C.W. Gusewell


Aloft and alone in a cockpit? I'll take my chances

It is the furtive little fear that sometimes lurks, unspoken, deep in the psyche of a non-aviator who finds himself or herself riding in the passenger seat of a small plane.

What in God’s name would I do if the person beside me, the pilot, were somehow disabled?

By and large, the concern is unwarranted. The average number of flights by private aircraft in the U.S. exceeds 27,000 a day. And all but an insignificant fraction of those are uneventful.

But a Wisconsin woman, Helen Collins, recently lived the nightmare. The event merited coverage in the national press.

Returning from a trip to Florida in the couple’s twin-engine plane, Mrs. Collins was horrified to realize her husband, John, had fallen unconscious at the controls. In fact, he had died.

She reported her predicament by cellphone, and an instructor pilot, who took off to fly alongside her, coached her by radio through the landing procedures and successfully talked her to the ground.

The touchdown wasn’t pretty. The plane was damaged and she suffered some moderate injuries, but she survived.

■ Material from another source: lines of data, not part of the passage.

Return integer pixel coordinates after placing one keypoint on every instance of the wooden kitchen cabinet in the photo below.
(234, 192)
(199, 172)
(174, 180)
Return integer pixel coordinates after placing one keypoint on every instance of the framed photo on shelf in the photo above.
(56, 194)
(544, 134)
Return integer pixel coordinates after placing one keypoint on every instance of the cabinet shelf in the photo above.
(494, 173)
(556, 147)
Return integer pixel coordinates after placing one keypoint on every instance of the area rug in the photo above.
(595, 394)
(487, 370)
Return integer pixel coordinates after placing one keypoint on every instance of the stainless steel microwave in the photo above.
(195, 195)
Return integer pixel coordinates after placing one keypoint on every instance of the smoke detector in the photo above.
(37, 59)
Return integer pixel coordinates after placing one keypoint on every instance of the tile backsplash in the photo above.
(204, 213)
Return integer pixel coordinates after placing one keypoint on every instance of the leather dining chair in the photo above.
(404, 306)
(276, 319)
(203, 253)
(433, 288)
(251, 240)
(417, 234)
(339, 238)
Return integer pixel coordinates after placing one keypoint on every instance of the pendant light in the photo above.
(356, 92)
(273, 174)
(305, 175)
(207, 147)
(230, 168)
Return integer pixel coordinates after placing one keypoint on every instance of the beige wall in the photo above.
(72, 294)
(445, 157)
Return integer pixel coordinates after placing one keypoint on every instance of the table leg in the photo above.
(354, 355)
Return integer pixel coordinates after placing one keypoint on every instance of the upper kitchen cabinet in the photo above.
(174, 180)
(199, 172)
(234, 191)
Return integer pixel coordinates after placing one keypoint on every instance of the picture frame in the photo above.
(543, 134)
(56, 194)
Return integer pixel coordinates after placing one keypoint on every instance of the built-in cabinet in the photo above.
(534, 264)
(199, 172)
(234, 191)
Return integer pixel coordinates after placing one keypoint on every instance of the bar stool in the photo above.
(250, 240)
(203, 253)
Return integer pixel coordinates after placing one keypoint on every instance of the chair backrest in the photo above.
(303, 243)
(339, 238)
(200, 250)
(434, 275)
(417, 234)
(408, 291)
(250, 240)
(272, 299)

It was the possibility of just such a crisis that, more than 50 years ago, concerned a cousin of mine, Ed Middleton.

He was an electrical engineer for a defense contractor that designed guidance systems. His work obliged him to travel often on the company plane.

Ed was in his 30s, with a wife and two small boys.

And he decided, out of responsibility to his young family, that he should take flying lessons.

In the afternoons, after work, he went regularly to a small suburban flight school. The training went well. On the last session before he was scheduled to solo, the instructor suggested Ed would enjoy piloting a new plane that recently arrived from the factory.

They went up together. It was winter. The windows were all shut tightly against the cold.

It later was reported that a defect was found in the plane’s exhaust system, causing carbon monoxide to be pumped into the closed cockpit.

The gas cost both men use of their extremities. Though quite possibly still aware, they were unable to react as the plane nosed over and, under full power, plunged straight to the ground.

Due to a failure of communication, Ed’s wife and two sons, watching television as they waited for him to arrive home for supper, were devastated to learn of their loss from a report on the news.

That was, as I’ve said, all of a half century ago. Never once since have I had the least desire to learn to fly.